It’s pretty obvious that the band you knew in 2006 as Your Demise has changed. There has been lot of controversy around that band since we witnessed their musical reorientation on The Kids We Used To Be. They have lost a few fans on the way and reactions around their new album probably won’t be different. This record follows the same path but with more or less success.
Released on March 26 via Visible Noise, The Golden Age is the fourth full-length studio album from this UK hardcore punk quintet, the second one with former Centurion vocalist Ed McRae. For a few years now, these five dudes have been touring incessantly with heavyweight bands like Parkway Drive, Comeback Kid and Enter Shikari. It seems Your Demise gained lot of experience and have met a lot of new, great friends along the way.
These guys never took themselves seriously and on this record, it seems they just wanted to have fun with people they love and respect. The impressive guest vocals list prove the latter: Jason Butler (letlive.), David Wood (Down To Nothing, Terror) Theo Kindynis (Last Witness), Ajay Jones (Brutality Will Prevail), Josh Franceschi (You Me At Six) and Dannika Webber (Evarose).
The ‘Golden Age’ opening track is a pumped-up, fast song with skate vibes, including their gimmick “Your Demiiiise 2012, Bitch!”, but still not sounding as powerful as ‘MMX’ was. On the single ‘These Lights,’ things get worse. By to an annoying mainstream pop punk sound, Your Demise delivers a fake, but catchy song and misses the point. But don’t just start drawing fast conclusions, thinking that YD’s slightly different direction isn’t able to produce ground-breaking material. ‘Born a Snake’ is a solid track including all elements that set their fame: Fun, partying, but with an aggressive sound.
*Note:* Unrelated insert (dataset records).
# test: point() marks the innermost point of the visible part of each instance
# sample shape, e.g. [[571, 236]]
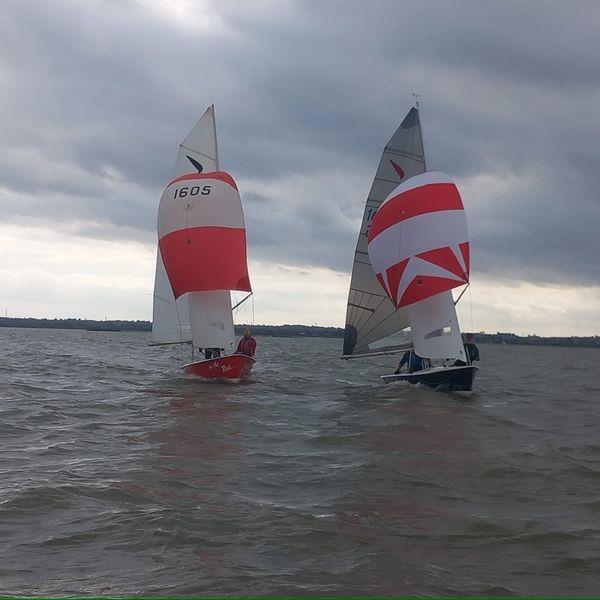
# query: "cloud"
[[97, 96]]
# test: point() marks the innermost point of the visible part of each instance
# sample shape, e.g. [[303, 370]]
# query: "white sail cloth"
[[370, 316]]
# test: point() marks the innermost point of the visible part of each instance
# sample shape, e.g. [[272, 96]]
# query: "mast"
[[370, 316]]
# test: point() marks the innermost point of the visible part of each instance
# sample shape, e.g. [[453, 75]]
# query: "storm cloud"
[[97, 95]]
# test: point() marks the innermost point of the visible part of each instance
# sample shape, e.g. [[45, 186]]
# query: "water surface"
[[120, 476]]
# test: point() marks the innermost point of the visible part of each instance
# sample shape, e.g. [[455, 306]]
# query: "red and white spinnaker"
[[419, 250]]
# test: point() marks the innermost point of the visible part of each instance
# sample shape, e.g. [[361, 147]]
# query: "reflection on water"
[[121, 476]]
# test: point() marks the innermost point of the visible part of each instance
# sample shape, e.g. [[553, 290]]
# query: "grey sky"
[[96, 95]]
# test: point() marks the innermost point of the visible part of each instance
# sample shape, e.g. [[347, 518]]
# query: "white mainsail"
[[370, 315], [172, 319]]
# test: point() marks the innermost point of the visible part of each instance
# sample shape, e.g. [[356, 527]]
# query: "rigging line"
[[471, 307], [461, 294], [241, 301]]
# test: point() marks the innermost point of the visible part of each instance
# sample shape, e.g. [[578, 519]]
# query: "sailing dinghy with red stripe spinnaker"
[[201, 258]]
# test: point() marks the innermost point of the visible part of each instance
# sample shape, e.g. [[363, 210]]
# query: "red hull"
[[232, 366]]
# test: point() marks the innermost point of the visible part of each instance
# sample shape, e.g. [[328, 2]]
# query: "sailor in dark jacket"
[[413, 360], [471, 351]]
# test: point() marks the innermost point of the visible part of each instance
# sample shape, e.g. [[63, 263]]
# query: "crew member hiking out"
[[247, 345]]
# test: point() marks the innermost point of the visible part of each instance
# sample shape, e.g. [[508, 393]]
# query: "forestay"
[[202, 241], [370, 315]]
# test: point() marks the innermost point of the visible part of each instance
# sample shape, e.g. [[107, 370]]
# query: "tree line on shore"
[[286, 331]]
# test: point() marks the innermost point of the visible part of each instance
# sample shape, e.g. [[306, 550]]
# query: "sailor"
[[471, 351], [247, 345], [412, 359]]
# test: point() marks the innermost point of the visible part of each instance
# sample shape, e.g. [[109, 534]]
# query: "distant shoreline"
[[288, 331]]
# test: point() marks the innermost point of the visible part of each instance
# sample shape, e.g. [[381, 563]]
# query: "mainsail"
[[418, 246], [202, 247], [370, 315], [197, 153]]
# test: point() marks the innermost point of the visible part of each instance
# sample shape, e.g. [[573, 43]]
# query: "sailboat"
[[201, 258], [412, 251]]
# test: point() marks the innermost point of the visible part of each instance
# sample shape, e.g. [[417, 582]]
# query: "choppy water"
[[118, 475]]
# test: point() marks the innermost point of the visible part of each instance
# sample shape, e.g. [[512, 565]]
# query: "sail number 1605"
[[193, 191]]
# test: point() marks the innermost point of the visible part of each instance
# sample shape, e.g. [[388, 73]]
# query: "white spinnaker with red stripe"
[[171, 318], [202, 242], [419, 250]]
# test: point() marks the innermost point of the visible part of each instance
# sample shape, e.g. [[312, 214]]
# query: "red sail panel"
[[205, 258], [427, 198], [418, 242]]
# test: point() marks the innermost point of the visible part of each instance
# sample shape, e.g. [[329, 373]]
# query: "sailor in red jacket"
[[247, 344]]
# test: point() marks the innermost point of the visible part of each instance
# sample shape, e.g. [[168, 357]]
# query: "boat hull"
[[453, 379], [233, 367]]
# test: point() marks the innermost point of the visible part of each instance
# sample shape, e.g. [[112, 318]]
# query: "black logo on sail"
[[196, 164]]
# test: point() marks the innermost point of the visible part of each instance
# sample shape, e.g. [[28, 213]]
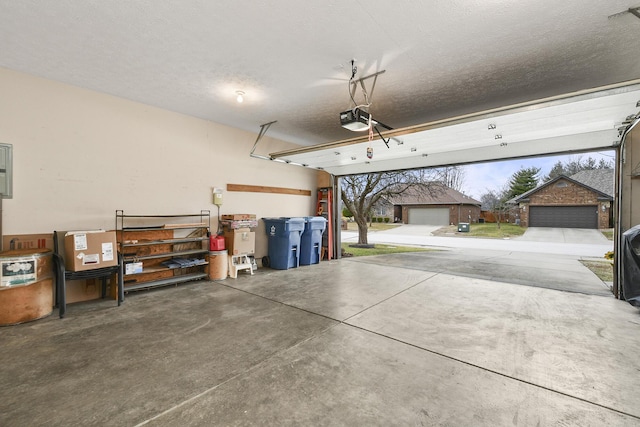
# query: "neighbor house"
[[583, 200], [433, 204]]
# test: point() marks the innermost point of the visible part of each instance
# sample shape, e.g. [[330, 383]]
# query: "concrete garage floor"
[[345, 342]]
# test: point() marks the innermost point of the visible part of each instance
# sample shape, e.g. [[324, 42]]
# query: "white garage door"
[[428, 216]]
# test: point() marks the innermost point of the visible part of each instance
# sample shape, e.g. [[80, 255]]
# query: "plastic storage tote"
[[311, 240], [284, 242]]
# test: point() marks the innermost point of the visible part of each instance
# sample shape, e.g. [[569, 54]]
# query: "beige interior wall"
[[79, 155]]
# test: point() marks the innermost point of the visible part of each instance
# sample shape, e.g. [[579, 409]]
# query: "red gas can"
[[216, 243]]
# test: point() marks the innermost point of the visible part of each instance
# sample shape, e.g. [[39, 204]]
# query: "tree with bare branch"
[[361, 193]]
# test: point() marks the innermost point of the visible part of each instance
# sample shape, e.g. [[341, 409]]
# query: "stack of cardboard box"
[[238, 237]]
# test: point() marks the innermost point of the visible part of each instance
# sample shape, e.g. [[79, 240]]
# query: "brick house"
[[435, 204], [583, 200]]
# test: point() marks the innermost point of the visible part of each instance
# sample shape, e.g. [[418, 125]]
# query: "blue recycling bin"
[[311, 240], [284, 242]]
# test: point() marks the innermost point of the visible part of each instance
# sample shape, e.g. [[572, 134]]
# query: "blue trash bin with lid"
[[284, 242], [311, 239]]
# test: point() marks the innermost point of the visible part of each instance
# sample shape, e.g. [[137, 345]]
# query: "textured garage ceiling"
[[292, 58]]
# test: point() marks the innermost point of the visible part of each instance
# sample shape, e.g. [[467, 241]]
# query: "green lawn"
[[380, 250], [486, 230], [376, 226], [602, 269]]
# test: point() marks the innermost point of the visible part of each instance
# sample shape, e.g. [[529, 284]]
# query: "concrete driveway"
[[563, 235], [562, 241]]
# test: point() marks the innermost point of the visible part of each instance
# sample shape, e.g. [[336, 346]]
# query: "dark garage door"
[[563, 216]]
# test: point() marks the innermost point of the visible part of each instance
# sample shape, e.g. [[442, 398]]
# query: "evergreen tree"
[[522, 181]]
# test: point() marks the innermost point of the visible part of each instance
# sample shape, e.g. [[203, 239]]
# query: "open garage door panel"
[[428, 216], [577, 122], [563, 216]]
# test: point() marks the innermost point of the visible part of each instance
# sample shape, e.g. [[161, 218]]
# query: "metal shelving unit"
[[156, 239]]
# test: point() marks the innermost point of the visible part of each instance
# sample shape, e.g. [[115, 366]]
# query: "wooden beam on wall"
[[263, 189]]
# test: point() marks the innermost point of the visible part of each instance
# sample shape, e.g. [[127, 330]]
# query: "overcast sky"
[[482, 177]]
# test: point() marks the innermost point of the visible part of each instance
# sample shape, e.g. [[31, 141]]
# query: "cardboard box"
[[27, 241], [240, 242], [133, 268], [238, 217], [88, 250]]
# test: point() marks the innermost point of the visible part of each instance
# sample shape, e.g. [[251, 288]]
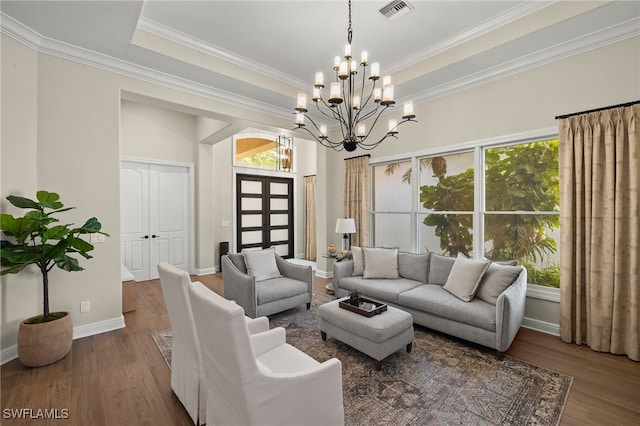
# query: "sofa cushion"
[[414, 266], [435, 300], [278, 289], [496, 280], [465, 276], [383, 289], [358, 260], [262, 264], [238, 260], [439, 268], [380, 263]]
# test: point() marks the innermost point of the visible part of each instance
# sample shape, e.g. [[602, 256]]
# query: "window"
[[446, 204], [392, 201], [522, 204], [509, 211], [263, 152]]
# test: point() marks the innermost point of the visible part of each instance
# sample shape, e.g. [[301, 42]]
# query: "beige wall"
[[523, 102], [61, 131]]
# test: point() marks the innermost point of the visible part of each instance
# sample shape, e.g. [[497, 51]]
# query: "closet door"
[[154, 217], [264, 207]]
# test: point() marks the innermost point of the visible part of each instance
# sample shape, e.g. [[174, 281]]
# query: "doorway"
[[264, 213], [155, 206]]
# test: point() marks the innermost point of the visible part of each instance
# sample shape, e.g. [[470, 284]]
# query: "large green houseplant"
[[38, 238]]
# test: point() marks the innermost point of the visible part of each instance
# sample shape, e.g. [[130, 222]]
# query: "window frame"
[[478, 147]]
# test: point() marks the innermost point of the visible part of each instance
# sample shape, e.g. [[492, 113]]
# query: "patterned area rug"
[[443, 381]]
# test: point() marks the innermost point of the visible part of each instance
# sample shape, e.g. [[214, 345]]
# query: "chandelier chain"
[[348, 106]]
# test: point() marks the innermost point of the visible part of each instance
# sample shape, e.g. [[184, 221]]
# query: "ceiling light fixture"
[[348, 105]]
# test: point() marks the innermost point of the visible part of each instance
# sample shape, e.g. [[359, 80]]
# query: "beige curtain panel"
[[600, 230], [356, 197], [310, 217]]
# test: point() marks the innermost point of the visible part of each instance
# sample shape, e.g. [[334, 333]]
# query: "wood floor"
[[120, 379]]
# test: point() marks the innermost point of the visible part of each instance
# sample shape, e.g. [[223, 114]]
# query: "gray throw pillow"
[[262, 264], [380, 263], [465, 277], [358, 261], [496, 280], [439, 268], [413, 266]]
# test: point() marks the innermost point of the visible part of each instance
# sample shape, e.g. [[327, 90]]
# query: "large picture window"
[[509, 211]]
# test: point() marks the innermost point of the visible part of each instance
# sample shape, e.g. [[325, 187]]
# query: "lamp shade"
[[345, 225]]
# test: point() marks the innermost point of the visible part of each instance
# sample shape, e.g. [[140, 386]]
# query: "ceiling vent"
[[396, 9]]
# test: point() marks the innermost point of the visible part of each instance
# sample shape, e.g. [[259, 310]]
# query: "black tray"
[[366, 307]]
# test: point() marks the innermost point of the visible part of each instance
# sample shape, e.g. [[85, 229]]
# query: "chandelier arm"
[[324, 142]]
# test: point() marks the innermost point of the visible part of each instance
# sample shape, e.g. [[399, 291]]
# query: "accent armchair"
[[264, 283], [259, 379], [187, 374]]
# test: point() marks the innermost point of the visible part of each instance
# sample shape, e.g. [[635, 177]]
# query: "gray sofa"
[[421, 285]]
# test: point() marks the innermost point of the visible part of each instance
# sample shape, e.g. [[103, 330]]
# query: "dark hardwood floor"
[[120, 379]]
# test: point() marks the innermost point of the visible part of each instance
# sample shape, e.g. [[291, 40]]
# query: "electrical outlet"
[[97, 238]]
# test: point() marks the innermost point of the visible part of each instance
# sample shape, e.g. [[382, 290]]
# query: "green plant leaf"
[[68, 263], [80, 244], [49, 200], [55, 233], [22, 202]]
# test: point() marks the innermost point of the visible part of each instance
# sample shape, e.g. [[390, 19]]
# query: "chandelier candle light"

One of The Golden Age’s highlights is ‘Forget About Me’ where the band provides bouncy breakdowns with sweet melodic riffage and sing-along chorus. Clean and aggressive McRae vocals combined with David Wood strength skills are highly worthwhile and it creates a great mix between the old and new Your Demise sound. Another interesting song on this album is ‘I’m (Not) The One’ where Jason Butler from letlive. makes an intense appearance, with his raw and singular vocal blends.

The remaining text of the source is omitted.